我下载的cityscapes目录下面只有gtFine和leftImg8bit，我下载数据集的时候好像没有train.txt，是要自己做一个吗？

from deeplabv3-plus-pytorch.

xiamibudayang commented on May 23, 2024

train.txt文件是要自己生成的，那个annotation.py文件就是用来生成这个txt文件的。

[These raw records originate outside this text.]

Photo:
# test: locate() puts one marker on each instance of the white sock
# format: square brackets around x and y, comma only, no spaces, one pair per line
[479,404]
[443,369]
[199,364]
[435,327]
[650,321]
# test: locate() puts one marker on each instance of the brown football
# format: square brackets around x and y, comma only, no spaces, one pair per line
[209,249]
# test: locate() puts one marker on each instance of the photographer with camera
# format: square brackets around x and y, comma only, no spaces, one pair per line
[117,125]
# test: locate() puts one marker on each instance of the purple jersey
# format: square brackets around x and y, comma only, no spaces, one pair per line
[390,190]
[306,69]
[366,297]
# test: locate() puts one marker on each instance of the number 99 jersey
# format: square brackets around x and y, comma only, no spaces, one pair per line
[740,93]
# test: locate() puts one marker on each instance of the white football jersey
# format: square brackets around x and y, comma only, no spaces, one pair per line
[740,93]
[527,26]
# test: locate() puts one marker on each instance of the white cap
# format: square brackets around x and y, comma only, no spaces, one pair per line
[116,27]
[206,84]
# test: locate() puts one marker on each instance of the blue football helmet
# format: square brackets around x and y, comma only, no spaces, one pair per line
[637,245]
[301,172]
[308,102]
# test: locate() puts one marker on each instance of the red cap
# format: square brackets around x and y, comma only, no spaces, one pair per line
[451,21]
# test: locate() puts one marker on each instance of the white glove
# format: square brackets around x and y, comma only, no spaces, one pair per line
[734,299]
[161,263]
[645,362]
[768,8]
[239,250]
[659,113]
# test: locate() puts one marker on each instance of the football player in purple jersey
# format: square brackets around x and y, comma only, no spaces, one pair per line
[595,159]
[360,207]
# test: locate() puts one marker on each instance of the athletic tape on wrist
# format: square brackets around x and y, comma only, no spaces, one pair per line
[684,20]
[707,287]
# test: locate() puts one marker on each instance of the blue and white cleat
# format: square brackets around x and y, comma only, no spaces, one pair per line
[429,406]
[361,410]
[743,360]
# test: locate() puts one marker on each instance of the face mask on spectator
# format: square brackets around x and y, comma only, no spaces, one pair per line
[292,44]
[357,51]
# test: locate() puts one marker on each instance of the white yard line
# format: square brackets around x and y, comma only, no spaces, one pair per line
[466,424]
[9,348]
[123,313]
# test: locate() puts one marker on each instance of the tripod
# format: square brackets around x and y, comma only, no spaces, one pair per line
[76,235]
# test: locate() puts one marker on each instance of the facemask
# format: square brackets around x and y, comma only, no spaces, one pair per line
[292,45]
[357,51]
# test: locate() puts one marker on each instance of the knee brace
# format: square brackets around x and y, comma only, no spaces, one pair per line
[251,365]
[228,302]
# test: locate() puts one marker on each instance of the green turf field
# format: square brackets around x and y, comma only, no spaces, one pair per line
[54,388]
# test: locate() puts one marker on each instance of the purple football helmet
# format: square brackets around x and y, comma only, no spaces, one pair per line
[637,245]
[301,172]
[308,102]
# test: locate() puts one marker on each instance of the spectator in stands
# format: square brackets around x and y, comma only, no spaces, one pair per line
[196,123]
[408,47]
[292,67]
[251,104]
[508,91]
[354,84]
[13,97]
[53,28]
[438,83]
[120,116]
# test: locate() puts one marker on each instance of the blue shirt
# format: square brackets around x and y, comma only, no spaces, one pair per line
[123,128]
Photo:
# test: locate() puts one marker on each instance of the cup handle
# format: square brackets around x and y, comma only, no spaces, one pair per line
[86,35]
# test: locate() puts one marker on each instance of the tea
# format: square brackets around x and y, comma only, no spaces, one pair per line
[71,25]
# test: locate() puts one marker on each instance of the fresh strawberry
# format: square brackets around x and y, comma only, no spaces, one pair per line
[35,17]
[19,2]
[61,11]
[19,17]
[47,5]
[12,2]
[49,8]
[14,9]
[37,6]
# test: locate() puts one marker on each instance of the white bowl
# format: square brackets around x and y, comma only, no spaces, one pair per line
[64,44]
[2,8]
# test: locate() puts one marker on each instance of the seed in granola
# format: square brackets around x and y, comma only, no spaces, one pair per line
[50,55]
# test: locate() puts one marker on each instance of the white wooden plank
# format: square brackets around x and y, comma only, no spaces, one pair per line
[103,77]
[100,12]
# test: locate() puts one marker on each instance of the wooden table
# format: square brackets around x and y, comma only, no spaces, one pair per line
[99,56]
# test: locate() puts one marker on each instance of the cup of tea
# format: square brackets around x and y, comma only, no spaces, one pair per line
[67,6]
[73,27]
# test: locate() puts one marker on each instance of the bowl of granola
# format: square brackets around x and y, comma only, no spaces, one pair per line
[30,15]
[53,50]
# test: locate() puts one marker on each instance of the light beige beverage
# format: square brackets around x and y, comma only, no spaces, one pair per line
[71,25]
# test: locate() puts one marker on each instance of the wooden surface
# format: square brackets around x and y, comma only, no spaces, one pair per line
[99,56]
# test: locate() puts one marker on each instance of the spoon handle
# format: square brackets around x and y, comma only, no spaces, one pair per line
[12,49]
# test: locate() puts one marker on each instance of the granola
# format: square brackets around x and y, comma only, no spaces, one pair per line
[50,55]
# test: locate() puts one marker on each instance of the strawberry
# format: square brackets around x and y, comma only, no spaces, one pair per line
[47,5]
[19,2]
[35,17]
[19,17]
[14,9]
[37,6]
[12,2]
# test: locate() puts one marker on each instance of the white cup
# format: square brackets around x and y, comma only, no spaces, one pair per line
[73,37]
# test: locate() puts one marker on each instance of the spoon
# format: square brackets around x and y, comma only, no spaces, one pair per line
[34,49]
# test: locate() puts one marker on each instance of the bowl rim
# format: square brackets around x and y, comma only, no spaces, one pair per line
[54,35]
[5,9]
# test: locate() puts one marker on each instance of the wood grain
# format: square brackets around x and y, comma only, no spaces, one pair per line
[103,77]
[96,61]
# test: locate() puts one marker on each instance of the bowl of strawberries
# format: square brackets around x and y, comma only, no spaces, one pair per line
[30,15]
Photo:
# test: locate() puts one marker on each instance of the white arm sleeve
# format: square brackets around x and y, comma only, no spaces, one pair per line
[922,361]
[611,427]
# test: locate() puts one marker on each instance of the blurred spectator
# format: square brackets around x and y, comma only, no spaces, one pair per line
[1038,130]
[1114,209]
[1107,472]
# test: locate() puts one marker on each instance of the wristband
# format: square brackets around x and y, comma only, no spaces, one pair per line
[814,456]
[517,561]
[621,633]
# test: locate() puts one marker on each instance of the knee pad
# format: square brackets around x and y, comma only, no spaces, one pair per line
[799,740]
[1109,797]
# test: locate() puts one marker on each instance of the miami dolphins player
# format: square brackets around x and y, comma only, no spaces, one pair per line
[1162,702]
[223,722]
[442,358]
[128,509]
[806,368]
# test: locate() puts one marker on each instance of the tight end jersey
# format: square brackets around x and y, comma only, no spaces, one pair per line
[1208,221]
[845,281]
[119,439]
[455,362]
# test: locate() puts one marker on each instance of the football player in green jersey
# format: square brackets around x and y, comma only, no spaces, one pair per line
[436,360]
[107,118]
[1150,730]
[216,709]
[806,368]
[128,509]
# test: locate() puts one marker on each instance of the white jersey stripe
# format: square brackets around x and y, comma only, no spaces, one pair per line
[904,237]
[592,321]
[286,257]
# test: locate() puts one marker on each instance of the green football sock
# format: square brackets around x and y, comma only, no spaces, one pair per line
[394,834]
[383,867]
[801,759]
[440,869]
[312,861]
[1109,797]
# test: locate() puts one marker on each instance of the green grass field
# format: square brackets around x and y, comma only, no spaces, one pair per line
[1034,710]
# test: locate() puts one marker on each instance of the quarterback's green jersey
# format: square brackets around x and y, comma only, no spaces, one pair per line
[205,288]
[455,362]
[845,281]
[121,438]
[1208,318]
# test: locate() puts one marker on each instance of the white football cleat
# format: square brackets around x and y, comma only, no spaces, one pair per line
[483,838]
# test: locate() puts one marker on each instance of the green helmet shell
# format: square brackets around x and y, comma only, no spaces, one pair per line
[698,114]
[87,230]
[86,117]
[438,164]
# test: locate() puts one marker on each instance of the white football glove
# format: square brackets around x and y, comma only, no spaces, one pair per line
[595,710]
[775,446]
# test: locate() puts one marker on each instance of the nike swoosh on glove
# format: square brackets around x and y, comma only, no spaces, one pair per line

我写的和博主的代码是一致的，博主的readme将流程介绍地很清楚。

from deeplabv3-plus-pytorch.

bubbliiiing commented on May 23, 2024

可以，我来研究一下0 0

from deeplabv3-plus-pytorch.

Dejavusd commented on May 23, 2024

可以，我来研究一下0 0

请问怎么得到分割目标的最小外接矩形或者坐标点

from deeplabv3-plus-pytorch.

bubbliiiing commented on May 23, 2024

我觉得其实难度还蛮低的……直接求xy的最大值和最小值不就好了吗

from deeplabv3-plus-pytorch.

Dejavusd commented on May 23, 2024

我觉得其实难度还蛮低的……直接求xy的最大值和最小值不就好了吗

在训练完50轮冻结训练时，报错oom：0 bytes free

from deeplabv3-plus-pytorch.

Dejavusd commented on May 23, 2024

我觉得其实难度还蛮低的……直接求xy的最大值和最小值不就好了吗

还有请问怎么用转的onnx进行推理

`import onnxruntime as nxrun
import numpy as np
from skimage.transform import resize
from skimage import io
from PIL import Image
import matplotlib.pyplot as plt
import cv2

image = io.imread("img/street.jpg")
image = np.rollaxis(image, 2, 0)

img = resize(image / 255, (3, 512, 512), anti_aliasing=True)
f_img = img[np.newaxis, :, :, :]
f_img = f_img.astype(np.float32)

sess = nxrun.InferenceSession("torch_model2.onnx")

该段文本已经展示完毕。